If you know me at all you know I’m not a neat person. (If you know me well you’re probably snort-laughing and thinking, “THAT’S an understatement.”) So keeping our house clean is something that happens…pretty much never. It’s not that I LIKE the mess. Or that I don’t SEE the mess. I just can’t get it together enough to keep things clean. I wish I had my mom’s super-power of not sitting down until everything is done. (So, never.) ALAS, I do not. The couch calls to me. Anyway. I’ve tried various methods to do better with the upkeep, but so far nothing has worked. Or really helped even. But despite my MANY failures, I thought the other day that maybe I should get on pinterest and find a cleaning schedule that I could follow.
Y’all. What I found is INSANE. I’ve come to the conclusion that none of these people have children. Here’s some of the stuff I came across.
Wiping down all your baseboards as a weekly thing. (Do people DO that?!)
A schedule that included only 2 loads of laundry a week. We generate like 2 loads of laundry A DAY.
Basically every schedule suggests starting the dishwasher after dinner and unloading it in the morning. We run the dishwasher twice a day. AT LEAST. And you know what happens if I don’t? We have no clean dishes to eat off of.
Sweeping the kitchen floor as a weekly chore. We have 2 kids in high chairs. Sweeping in the kitchen is, AGAIN, something that gets done multiple times a day. (And okay, that isn’t the WHOLE kitchen, but STILL. If I only swept once a week there would be literal piles of food on the floor.)

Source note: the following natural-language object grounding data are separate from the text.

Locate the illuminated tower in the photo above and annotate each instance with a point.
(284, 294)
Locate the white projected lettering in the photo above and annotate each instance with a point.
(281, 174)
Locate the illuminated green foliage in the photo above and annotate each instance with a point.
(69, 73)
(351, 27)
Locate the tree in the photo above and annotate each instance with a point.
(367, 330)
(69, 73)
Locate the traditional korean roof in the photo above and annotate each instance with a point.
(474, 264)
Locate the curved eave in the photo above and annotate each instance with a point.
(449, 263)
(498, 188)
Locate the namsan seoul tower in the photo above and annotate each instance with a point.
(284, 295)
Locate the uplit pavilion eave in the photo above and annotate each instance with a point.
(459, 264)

One listed vacuum as a daily chore but then followed that with “as needed” in parentheses. Listen schedule writer. If I were on top of doing stuff “as needed” I WOULDN’T NEED A SCHEDULE.
Washing walls as a weekly chore. I…don’t understand. If something gets on a wall I wipe it off. Are other people wiping down entire random walls? Seems like you’d spend a LOT of time doing that.
One schedule included taking out the garbage “if it’s full.” I don’t need to be reminded of that. If it’s full I take it out. You might as well write “change toilet paper if the roll is empty.” I may be the ONLY person in the house who DOES, but I do.
Sometime it’s the amount of time that makes the schedule seem crazy. For instance: a “15-20 minutes of cleaning a day” includes “vacuum house” as an item. I…how big is your house? It takes me 15 minutes to vacuum our basement. Which is one of FOUR levels. (And our house is not huge!) Also, that doesn’t include time to pick up all the crap off the floor so I CAN ACTUALLY VACUUM.
Anyway. All this to say: cleaning schedules are crap and my house is probably always going to be a mess.